I am attempting to perform fastclust on a very large set of distances, but running into a problem.
I have a very large csv file (about 91 million rows so a for loop takes too long in R) of similarities between keywords (about 50,000 unique keywords) that when I read into a data.frame looks like:
> df
kwd1 kwd2 similarity
a b 1
b a 1
c a 2
a c 2
It is a sparse list and I can convert it into a sparse matrix using sparseMatrix():
> myMatrix
a b c
a . . .
b 1 . .
c 2 . .
However, when I attempt to turn it into a dist object using as.dist(), I get the error that the 'problem is too large' from R. I have read the other dist questions on here, but the code others have suggested does not work for my above example data set.
Thanks for any help!
While using a sparse matrix in the first place seems like a good idea, I think there is a bit of a problem with that approach: your missing distances will be coded as 0
s, not as NA
s (see Creating (and Accessing) a Sparse Matrix with NA default entries). As you know, when clustering, a zero dissimilarity has a totally different meaning than a missing one...

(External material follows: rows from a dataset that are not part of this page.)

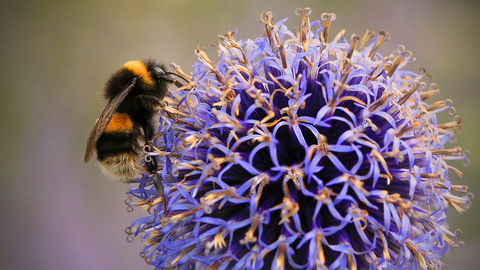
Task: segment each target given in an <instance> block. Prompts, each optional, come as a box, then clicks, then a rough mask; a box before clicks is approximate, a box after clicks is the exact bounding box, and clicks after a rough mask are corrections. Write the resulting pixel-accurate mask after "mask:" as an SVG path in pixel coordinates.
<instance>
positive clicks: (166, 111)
mask: <svg viewBox="0 0 480 270" xmlns="http://www.w3.org/2000/svg"><path fill="white" fill-rule="evenodd" d="M297 13H298V15H300V26H299V27H298V32H296V33H294V32H292V31H291V30H289V29H288V28H287V27H286V26H285V25H284V23H285V21H286V19H285V20H282V21H279V22H277V23H274V22H273V17H272V14H271V13H264V14H262V16H261V18H262V21H263V22H264V27H265V35H264V36H262V37H259V38H256V39H253V40H252V39H247V40H239V39H237V36H236V33H228V34H227V35H222V36H219V54H220V61H219V62H218V63H217V64H214V63H212V61H211V60H210V59H209V57H208V56H207V54H206V53H205V51H203V50H202V49H201V48H199V49H197V50H196V55H197V59H198V60H197V63H196V64H195V65H194V69H195V71H194V72H193V74H192V76H191V78H190V79H187V80H188V83H187V84H186V85H185V86H183V87H181V88H180V89H179V90H178V91H172V92H171V94H170V98H168V99H167V102H166V103H165V106H164V108H163V110H162V113H161V117H160V127H159V133H158V136H157V139H156V141H155V142H154V143H155V147H156V148H157V151H156V152H154V153H150V154H149V155H147V158H151V157H152V156H156V157H157V158H158V160H159V162H160V164H161V167H162V170H161V172H159V175H158V176H149V175H145V176H144V177H142V178H140V179H136V180H134V181H133V182H134V183H138V187H136V188H134V189H132V190H130V191H129V194H130V195H131V196H132V197H134V198H136V199H135V200H132V199H131V198H130V199H128V201H127V205H128V207H129V208H131V207H133V206H144V207H146V208H147V210H148V213H149V215H147V216H146V217H144V218H140V219H138V220H136V221H135V222H133V224H132V225H131V226H130V227H128V228H127V233H128V235H129V238H132V237H133V236H134V235H137V234H141V235H142V240H144V241H145V245H146V246H145V248H144V250H143V251H142V253H141V255H142V257H143V258H145V259H146V260H147V261H148V262H149V263H150V264H152V265H154V266H155V267H156V268H157V269H170V268H178V269H193V268H195V269H435V268H438V267H441V266H442V263H441V261H440V258H441V257H443V256H444V255H445V253H446V252H447V251H448V249H449V247H451V246H453V247H457V246H459V245H461V244H462V243H461V242H459V240H458V237H459V236H460V234H461V231H460V230H456V231H453V232H452V231H450V230H448V227H447V225H446V223H445V219H446V214H447V210H448V208H449V207H452V208H454V209H455V210H457V211H460V212H463V211H464V210H466V209H468V208H469V207H470V204H471V199H472V198H473V195H471V194H467V195H465V196H463V197H462V196H458V195H455V194H458V193H466V191H467V187H466V186H463V185H455V184H452V183H451V182H450V180H449V179H450V176H451V174H452V173H457V174H459V175H461V172H460V171H459V170H458V169H456V168H455V167H453V166H452V165H449V164H448V162H449V161H452V160H463V161H464V164H465V165H468V164H467V163H468V152H462V150H461V149H460V148H459V147H447V146H446V144H447V143H448V142H455V137H454V134H455V132H456V131H459V130H461V126H460V117H459V116H457V115H456V112H455V109H454V108H453V107H452V102H451V101H450V100H442V101H436V102H433V103H431V104H429V103H427V102H426V100H427V99H428V98H430V97H431V96H433V95H435V94H437V93H439V90H438V88H437V86H436V85H435V84H434V83H430V82H429V81H430V78H429V76H428V75H427V74H426V73H425V71H424V70H421V71H420V72H418V73H415V72H411V71H407V70H405V69H404V67H405V65H407V64H408V63H409V62H411V61H413V60H414V57H412V54H411V53H410V52H409V51H406V50H405V48H404V47H403V46H398V47H397V49H396V50H395V51H394V53H393V54H392V55H388V56H382V55H381V54H380V53H378V49H379V47H380V46H381V45H382V43H383V42H384V41H386V40H387V39H388V37H389V35H388V33H386V32H384V31H382V32H380V33H379V35H376V36H375V35H374V33H373V32H372V31H368V30H367V31H366V32H365V34H364V35H363V36H362V37H360V36H357V35H353V36H352V38H351V39H348V38H346V37H345V33H344V32H345V31H342V32H340V33H339V34H337V35H336V36H334V37H333V38H332V36H331V35H330V33H329V28H330V23H331V22H332V21H333V20H335V15H334V14H323V15H322V16H321V20H319V21H314V22H310V19H309V17H308V15H309V13H310V10H309V9H305V10H301V9H299V10H297ZM373 37H374V39H373V41H370V39H371V38H373ZM175 70H176V72H177V74H179V75H181V76H183V77H185V78H188V76H187V75H185V74H184V73H183V71H182V70H181V69H180V68H179V67H178V66H175ZM440 113H450V115H451V116H452V118H453V120H452V121H451V122H448V123H439V122H438V121H437V115H438V114H440Z"/></svg>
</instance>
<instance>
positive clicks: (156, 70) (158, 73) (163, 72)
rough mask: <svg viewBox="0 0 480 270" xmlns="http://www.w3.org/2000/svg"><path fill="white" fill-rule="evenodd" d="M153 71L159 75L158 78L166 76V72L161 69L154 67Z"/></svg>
mask: <svg viewBox="0 0 480 270" xmlns="http://www.w3.org/2000/svg"><path fill="white" fill-rule="evenodd" d="M153 70H155V73H157V76H161V75H165V71H163V69H161V68H159V67H154V68H153Z"/></svg>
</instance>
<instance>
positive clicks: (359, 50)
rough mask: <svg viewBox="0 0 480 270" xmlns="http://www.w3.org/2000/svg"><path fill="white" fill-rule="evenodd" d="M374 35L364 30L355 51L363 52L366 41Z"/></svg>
mask: <svg viewBox="0 0 480 270" xmlns="http://www.w3.org/2000/svg"><path fill="white" fill-rule="evenodd" d="M373 35H375V32H373V31H370V30H368V29H366V30H365V34H363V37H362V39H361V40H360V43H359V44H358V46H357V51H361V50H363V48H365V45H366V44H367V41H368V40H369V39H371V38H372V37H373Z"/></svg>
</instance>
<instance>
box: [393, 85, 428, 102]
mask: <svg viewBox="0 0 480 270" xmlns="http://www.w3.org/2000/svg"><path fill="white" fill-rule="evenodd" d="M425 85H426V84H425V83H424V82H421V83H420V82H419V81H414V82H413V87H412V89H410V90H409V91H408V92H407V93H406V94H405V95H404V96H403V97H402V98H401V99H400V100H399V101H398V105H403V104H404V103H405V102H407V100H408V98H409V97H410V96H411V95H413V93H415V91H417V90H418V88H420V86H422V87H424V86H425Z"/></svg>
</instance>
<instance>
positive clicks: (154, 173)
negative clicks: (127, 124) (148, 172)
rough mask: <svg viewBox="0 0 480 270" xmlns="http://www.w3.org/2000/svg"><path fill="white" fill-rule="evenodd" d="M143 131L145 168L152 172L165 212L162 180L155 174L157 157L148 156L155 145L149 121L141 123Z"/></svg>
mask: <svg viewBox="0 0 480 270" xmlns="http://www.w3.org/2000/svg"><path fill="white" fill-rule="evenodd" d="M142 128H143V132H144V133H145V146H144V147H143V149H144V152H145V154H146V155H147V156H146V157H145V166H146V167H147V170H148V172H149V173H151V174H153V186H154V187H155V190H157V192H158V195H159V196H162V199H163V207H164V213H165V214H166V213H167V200H166V198H165V189H164V187H163V184H162V180H161V179H160V177H159V176H158V174H157V170H158V164H157V158H156V157H155V156H149V155H148V153H149V152H154V151H155V150H154V149H155V147H154V146H153V142H152V139H153V136H154V134H155V131H154V127H153V125H151V124H150V123H149V122H145V123H144V124H143V125H142Z"/></svg>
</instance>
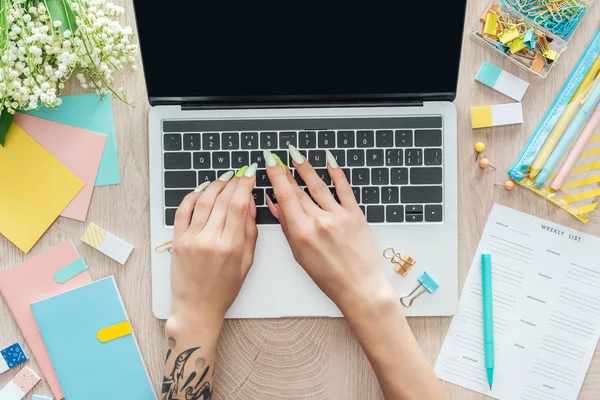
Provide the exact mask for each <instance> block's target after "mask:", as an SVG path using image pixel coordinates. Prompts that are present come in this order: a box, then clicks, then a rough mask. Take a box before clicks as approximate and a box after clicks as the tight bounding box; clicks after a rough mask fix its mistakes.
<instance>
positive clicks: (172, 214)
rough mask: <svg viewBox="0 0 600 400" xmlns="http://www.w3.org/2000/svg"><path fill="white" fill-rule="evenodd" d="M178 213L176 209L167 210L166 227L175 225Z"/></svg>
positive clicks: (169, 208) (166, 210)
mask: <svg viewBox="0 0 600 400" xmlns="http://www.w3.org/2000/svg"><path fill="white" fill-rule="evenodd" d="M176 212H177V209H176V208H167V209H166V210H165V225H167V226H173V225H175V213H176Z"/></svg>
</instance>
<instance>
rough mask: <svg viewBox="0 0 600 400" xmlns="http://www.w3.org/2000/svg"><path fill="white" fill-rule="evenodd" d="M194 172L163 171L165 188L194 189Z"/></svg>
mask: <svg viewBox="0 0 600 400" xmlns="http://www.w3.org/2000/svg"><path fill="white" fill-rule="evenodd" d="M196 186H198V185H197V184H196V172H194V171H165V187H166V188H192V189H193V188H195V187H196Z"/></svg>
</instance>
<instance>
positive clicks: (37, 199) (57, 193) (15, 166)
mask: <svg viewBox="0 0 600 400" xmlns="http://www.w3.org/2000/svg"><path fill="white" fill-rule="evenodd" d="M0 174H2V175H1V178H0V233H1V234H2V235H4V236H6V238H7V239H8V240H10V241H11V242H13V243H14V245H15V246H17V247H18V248H19V249H21V251H23V252H24V253H28V252H29V250H31V248H32V247H33V245H35V243H36V242H37V241H38V240H39V239H40V237H41V236H42V235H43V234H44V232H46V230H47V229H48V228H49V227H50V225H52V223H53V222H54V220H56V218H57V217H58V215H59V214H60V213H61V212H62V211H63V210H64V209H65V207H66V206H67V205H68V204H69V203H70V202H71V200H73V198H74V197H75V196H76V195H77V193H79V191H80V190H81V188H83V182H82V181H81V179H79V178H78V177H77V176H76V175H75V174H73V173H72V172H71V171H69V169H68V168H67V167H65V166H64V165H63V164H61V163H60V162H59V161H58V160H57V159H56V158H54V156H52V154H50V153H48V151H46V150H45V149H44V148H43V147H42V146H41V145H39V144H38V143H37V142H36V141H35V140H33V138H32V137H31V136H29V135H28V134H27V133H25V132H24V131H23V130H22V129H21V128H19V126H17V125H16V124H14V123H13V124H12V125H11V126H10V129H9V131H8V135H7V137H6V143H5V145H4V147H0Z"/></svg>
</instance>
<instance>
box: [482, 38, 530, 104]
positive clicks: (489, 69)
mask: <svg viewBox="0 0 600 400" xmlns="http://www.w3.org/2000/svg"><path fill="white" fill-rule="evenodd" d="M511 49H512V45H511ZM475 80H476V81H477V82H481V83H483V84H484V85H486V86H489V87H491V88H492V89H494V90H496V91H498V92H500V93H502V94H504V95H506V96H508V97H510V98H511V99H515V100H516V101H521V100H523V96H525V92H526V91H527V88H528V87H529V83H527V82H525V81H524V80H522V79H519V78H517V77H516V76H514V75H513V74H509V73H508V72H506V71H504V70H503V69H501V68H500V67H497V66H495V65H494V64H491V63H489V62H487V61H484V62H483V64H482V65H481V68H479V72H478V73H477V76H475Z"/></svg>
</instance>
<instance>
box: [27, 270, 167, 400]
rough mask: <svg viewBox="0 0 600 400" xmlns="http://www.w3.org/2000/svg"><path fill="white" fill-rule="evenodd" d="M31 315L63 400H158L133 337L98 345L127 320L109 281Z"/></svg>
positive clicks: (64, 294)
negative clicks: (63, 393) (62, 394)
mask: <svg viewBox="0 0 600 400" xmlns="http://www.w3.org/2000/svg"><path fill="white" fill-rule="evenodd" d="M31 310H32V311H33V315H34V317H35V320H36V322H37V325H38V328H39V330H40V333H41V334H42V339H43V340H44V344H45V345H46V349H47V350H48V355H49V356H50V360H51V361H52V365H53V366H54V370H55V372H56V376H57V377H58V381H59V382H60V386H61V388H62V390H63V393H64V395H65V398H66V399H70V400H107V399H112V400H121V399H123V400H125V399H127V400H156V394H155V393H154V390H153V388H152V383H151V381H150V377H149V375H148V371H147V370H146V366H145V365H144V360H143V359H142V355H141V353H140V350H139V347H138V344H137V342H136V340H135V336H134V335H133V334H129V335H125V336H121V337H119V338H116V339H114V340H110V341H107V342H101V341H99V340H98V332H99V331H101V330H103V329H105V328H107V327H112V326H114V325H116V324H119V323H122V322H123V321H128V320H129V318H128V317H127V313H126V312H125V308H124V306H123V303H122V301H121V295H120V294H119V290H118V289H117V285H116V283H115V280H114V278H113V277H112V276H111V277H108V278H105V279H101V280H99V281H96V282H93V283H90V284H88V285H86V286H82V287H79V288H77V289H74V290H71V291H69V292H65V293H62V294H60V295H57V296H54V297H50V298H47V299H45V300H41V301H38V302H35V303H32V304H31Z"/></svg>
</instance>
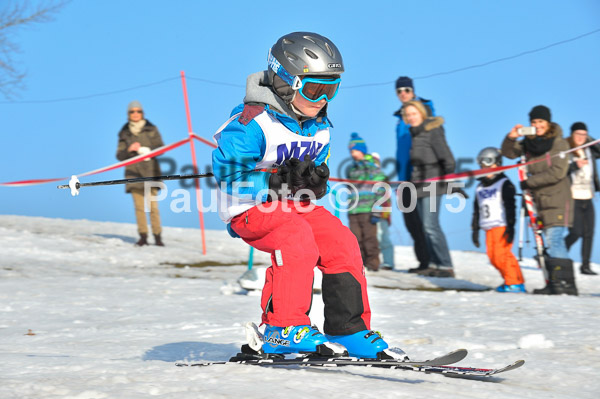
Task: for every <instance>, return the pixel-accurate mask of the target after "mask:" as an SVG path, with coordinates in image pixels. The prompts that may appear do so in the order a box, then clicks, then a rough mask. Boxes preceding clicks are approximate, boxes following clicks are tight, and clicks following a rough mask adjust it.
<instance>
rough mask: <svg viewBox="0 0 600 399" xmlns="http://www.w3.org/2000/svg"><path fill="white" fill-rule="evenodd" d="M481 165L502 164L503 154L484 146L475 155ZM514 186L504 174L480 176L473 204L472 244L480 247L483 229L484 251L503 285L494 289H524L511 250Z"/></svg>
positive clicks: (522, 274) (494, 174) (517, 264)
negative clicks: (489, 260)
mask: <svg viewBox="0 0 600 399" xmlns="http://www.w3.org/2000/svg"><path fill="white" fill-rule="evenodd" d="M477 163H478V164H479V166H480V167H481V168H495V167H497V166H501V165H502V154H501V153H500V150H498V149H497V148H495V147H486V148H484V149H483V150H481V151H480V152H479V154H478V155H477ZM515 194H516V191H515V186H514V185H513V184H512V183H511V181H510V180H509V179H508V177H506V175H505V174H504V173H497V174H490V175H487V176H483V177H481V178H480V179H479V184H478V185H477V188H476V189H475V202H474V203H473V219H472V224H471V226H472V229H473V236H472V238H473V244H475V246H476V247H477V248H479V229H482V230H484V231H485V237H486V239H485V244H486V252H487V254H488V257H489V259H490V263H491V264H492V265H493V266H494V267H495V268H496V269H497V270H498V271H499V272H500V274H501V275H502V278H503V279H504V284H502V285H500V286H499V287H497V288H496V291H497V292H527V291H525V280H524V279H523V273H522V272H521V267H520V266H519V262H518V261H517V258H516V257H515V255H514V254H513V253H512V243H513V240H514V237H515V220H516V217H515V213H516V212H515V209H516V206H515Z"/></svg>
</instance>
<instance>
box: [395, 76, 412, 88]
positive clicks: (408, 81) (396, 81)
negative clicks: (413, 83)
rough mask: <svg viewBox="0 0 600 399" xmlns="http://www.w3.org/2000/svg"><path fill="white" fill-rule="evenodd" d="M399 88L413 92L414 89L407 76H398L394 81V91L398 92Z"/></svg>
mask: <svg viewBox="0 0 600 399" xmlns="http://www.w3.org/2000/svg"><path fill="white" fill-rule="evenodd" d="M401 87H410V88H411V89H413V90H414V89H415V86H413V83H412V79H411V78H409V77H408V76H400V77H399V78H398V79H397V80H396V90H398V89H399V88H401Z"/></svg>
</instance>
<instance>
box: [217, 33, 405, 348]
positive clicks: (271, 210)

So anyway, what you need is a dist object with a lot of NA
s for your missing dissimilarities. Unfortunately, your problem is so big that it would require too much memory:
d <- dist(x = rep(NA_integer_, 50000))
# Error: cannot allocate vector of size 9.3 Gb
And that's only dealing with the input... Even with a 64 bit machine with a lot of memory, I'm not sure the clustering algorithm itself would not choke or run indefinitely.
You should consider breaking your problem into smaller pieces.